Jean Castex, élu de territoire plutôt que « techno »
Le Gersois de 55 ans, jusqu’ici maire de Prades, incarne la synthèse entre haute administration et élus locaux. Ce « M. Déconfinement » devenu Premier ministre connaît les coulisses du pouvoir
Soyez bon ! » En théorie, Jean Castex a deux ans devant lui pour exaucer le voeu d’Édouard Philippe sur le perron de Matignon. Bon ? Jusqu’ici, le nouveau Premier ministre aurait tout bon, à en croire le concert de louanges qui a accompagné sa nomination surprise. Ce portrait flatteur sera fatalement nuancé par l’exercice du pouvoir, au fil de frictions inhérentes à la fonction. Voilà trois mois, Jean Castex, haut fonctionnaire inconnu du grand public, était propulsé « Monsieur Déconfinement » du gouvernement. Sa mission : coordonner la stratégie de sortie de crise du coronavirus. Aujourd’hui, les Français saluent la gestion du déconfinement, autant qu’ils dézinguent la gestion de la crise sanitaire. Un bon point pour le nouveau patron de Matignon. Mais pour retracer le parcours de Jean Castex, il faut remonter 55 ans en arrière. Direction le Sud-Ouest et son Gers natal, à Vic-Fezensac. Il en a gardé l’accent gascon. Sans doute, aussi, le goût de la politique et du rugby (lire ci-dessous). Marc Castex, son père, fut le maire de Vic-Fezensac, sénateur du Gers et président du club de rugby local.
Maire et énarque
En 2008, Castex fils devient à son tour maire d’une commune rurale : Prades, 6 000 habitants, dans les PyrénéesOrientales. Il sera aussi conseiller départemental et régional. Mais cet énarque a atteint les plus hautes sphères de l’État sans passer par le fauteuil de ministre, ni les bancs parlementaires. Deux cases qu’il ne coche pas.

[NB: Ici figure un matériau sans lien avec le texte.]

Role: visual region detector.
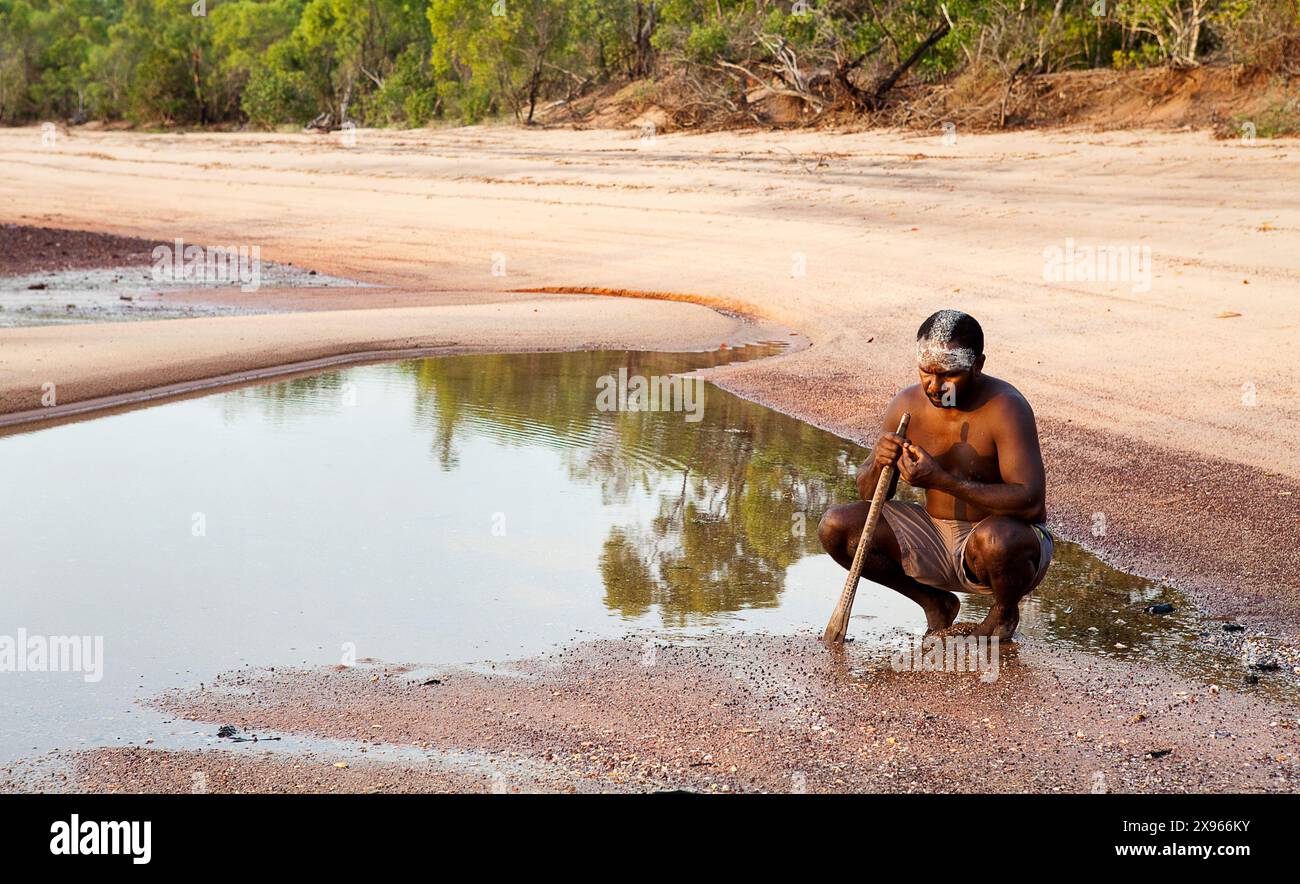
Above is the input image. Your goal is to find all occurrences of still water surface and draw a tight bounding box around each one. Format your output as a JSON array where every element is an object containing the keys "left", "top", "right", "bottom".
[{"left": 0, "top": 347, "right": 1258, "bottom": 758}]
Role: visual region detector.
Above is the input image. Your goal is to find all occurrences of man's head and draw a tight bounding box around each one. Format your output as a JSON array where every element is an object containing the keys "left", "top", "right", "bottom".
[{"left": 917, "top": 309, "right": 984, "bottom": 408}]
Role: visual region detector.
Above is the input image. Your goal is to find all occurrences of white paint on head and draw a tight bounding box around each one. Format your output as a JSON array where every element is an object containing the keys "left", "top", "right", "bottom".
[{"left": 917, "top": 309, "right": 979, "bottom": 372}]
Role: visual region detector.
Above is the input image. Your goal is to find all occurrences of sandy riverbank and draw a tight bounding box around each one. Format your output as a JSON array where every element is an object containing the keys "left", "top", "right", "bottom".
[
  {"left": 0, "top": 129, "right": 1300, "bottom": 631},
  {"left": 0, "top": 636, "right": 1300, "bottom": 793},
  {"left": 0, "top": 122, "right": 1300, "bottom": 790}
]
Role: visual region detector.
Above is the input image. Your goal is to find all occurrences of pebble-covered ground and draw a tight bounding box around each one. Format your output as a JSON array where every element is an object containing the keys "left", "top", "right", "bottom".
[{"left": 4, "top": 636, "right": 1300, "bottom": 793}]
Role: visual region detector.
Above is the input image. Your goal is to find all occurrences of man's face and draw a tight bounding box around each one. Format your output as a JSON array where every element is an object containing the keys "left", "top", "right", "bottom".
[{"left": 917, "top": 343, "right": 984, "bottom": 408}]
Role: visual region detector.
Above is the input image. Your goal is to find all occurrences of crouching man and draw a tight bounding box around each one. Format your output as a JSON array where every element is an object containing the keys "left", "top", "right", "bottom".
[{"left": 818, "top": 309, "right": 1053, "bottom": 641}]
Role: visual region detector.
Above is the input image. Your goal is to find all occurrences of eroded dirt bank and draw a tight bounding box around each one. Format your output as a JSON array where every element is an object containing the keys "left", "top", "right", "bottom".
[{"left": 0, "top": 127, "right": 1300, "bottom": 633}]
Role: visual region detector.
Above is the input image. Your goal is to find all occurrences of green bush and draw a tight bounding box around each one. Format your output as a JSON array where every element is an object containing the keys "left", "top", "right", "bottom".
[{"left": 241, "top": 68, "right": 316, "bottom": 129}]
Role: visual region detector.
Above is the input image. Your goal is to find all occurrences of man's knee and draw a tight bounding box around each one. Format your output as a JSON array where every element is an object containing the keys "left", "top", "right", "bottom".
[
  {"left": 816, "top": 507, "right": 849, "bottom": 553},
  {"left": 966, "top": 516, "right": 1037, "bottom": 576}
]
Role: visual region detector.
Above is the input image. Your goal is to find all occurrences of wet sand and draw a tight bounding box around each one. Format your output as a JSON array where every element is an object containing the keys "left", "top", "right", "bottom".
[
  {"left": 12, "top": 636, "right": 1300, "bottom": 793},
  {"left": 0, "top": 129, "right": 1300, "bottom": 790}
]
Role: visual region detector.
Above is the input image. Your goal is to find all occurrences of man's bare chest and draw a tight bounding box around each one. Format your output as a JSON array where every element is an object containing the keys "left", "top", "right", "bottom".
[{"left": 907, "top": 412, "right": 1001, "bottom": 482}]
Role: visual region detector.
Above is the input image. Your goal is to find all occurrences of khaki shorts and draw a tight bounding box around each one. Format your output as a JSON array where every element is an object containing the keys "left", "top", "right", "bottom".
[{"left": 880, "top": 501, "right": 1053, "bottom": 594}]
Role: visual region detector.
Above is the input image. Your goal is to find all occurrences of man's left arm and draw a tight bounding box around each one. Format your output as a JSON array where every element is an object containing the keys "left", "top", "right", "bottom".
[{"left": 898, "top": 397, "right": 1047, "bottom": 521}]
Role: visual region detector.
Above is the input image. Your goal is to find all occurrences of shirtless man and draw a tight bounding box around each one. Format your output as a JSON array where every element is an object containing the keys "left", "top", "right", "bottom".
[{"left": 818, "top": 309, "right": 1053, "bottom": 641}]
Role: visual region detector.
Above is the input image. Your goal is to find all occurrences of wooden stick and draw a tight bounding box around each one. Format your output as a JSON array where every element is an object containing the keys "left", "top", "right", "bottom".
[{"left": 822, "top": 412, "right": 911, "bottom": 645}]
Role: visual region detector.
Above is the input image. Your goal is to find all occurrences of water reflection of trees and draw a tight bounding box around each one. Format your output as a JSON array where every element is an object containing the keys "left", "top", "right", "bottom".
[
  {"left": 400, "top": 352, "right": 865, "bottom": 624},
  {"left": 221, "top": 372, "right": 346, "bottom": 426}
]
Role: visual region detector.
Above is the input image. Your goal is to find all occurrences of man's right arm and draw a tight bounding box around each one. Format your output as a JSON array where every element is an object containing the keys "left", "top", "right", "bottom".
[{"left": 857, "top": 391, "right": 906, "bottom": 501}]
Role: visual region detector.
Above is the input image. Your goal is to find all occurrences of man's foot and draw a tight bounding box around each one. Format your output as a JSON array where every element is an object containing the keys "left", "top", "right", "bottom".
[
  {"left": 920, "top": 592, "right": 962, "bottom": 636},
  {"left": 971, "top": 605, "right": 1021, "bottom": 641}
]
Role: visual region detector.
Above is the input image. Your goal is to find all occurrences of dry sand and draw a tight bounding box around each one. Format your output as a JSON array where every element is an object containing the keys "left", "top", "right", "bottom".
[{"left": 0, "top": 127, "right": 1300, "bottom": 788}]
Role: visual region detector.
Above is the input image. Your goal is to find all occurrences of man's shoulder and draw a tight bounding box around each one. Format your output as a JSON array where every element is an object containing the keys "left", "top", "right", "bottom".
[{"left": 982, "top": 374, "right": 1034, "bottom": 417}]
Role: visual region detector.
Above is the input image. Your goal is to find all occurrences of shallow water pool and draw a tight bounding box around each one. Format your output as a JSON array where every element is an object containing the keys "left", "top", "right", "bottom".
[{"left": 0, "top": 346, "right": 1268, "bottom": 758}]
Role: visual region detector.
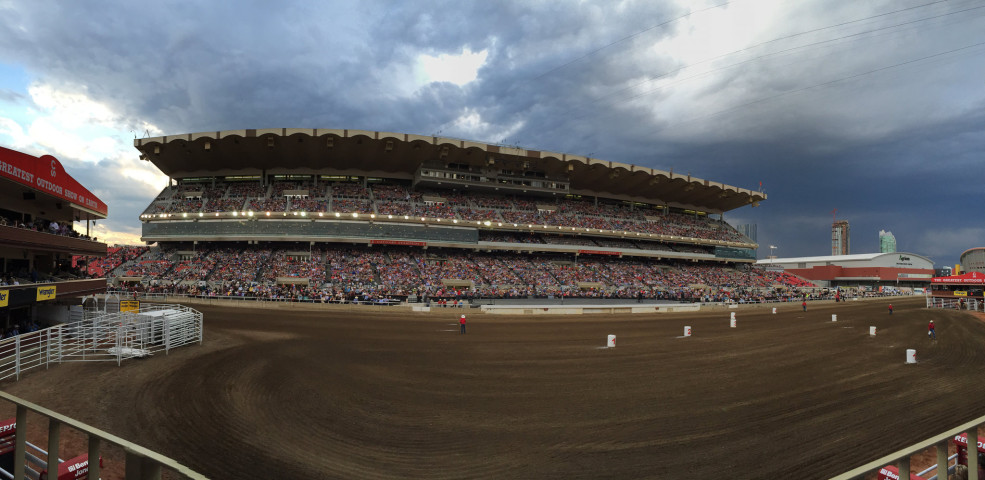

Pour le reste, son CV réussit l’équilibre permanent cher au « en même temps » macronien Jean Castex reste ancré dans les territoires, lui qui a été réélu maire haut la main (75 %) en mars. C’est un homme de droite assumé (même s’il a dû rendre sa carte des Républicains hier), mais un « gaulliste social » susceptible de tendre sa main gauche.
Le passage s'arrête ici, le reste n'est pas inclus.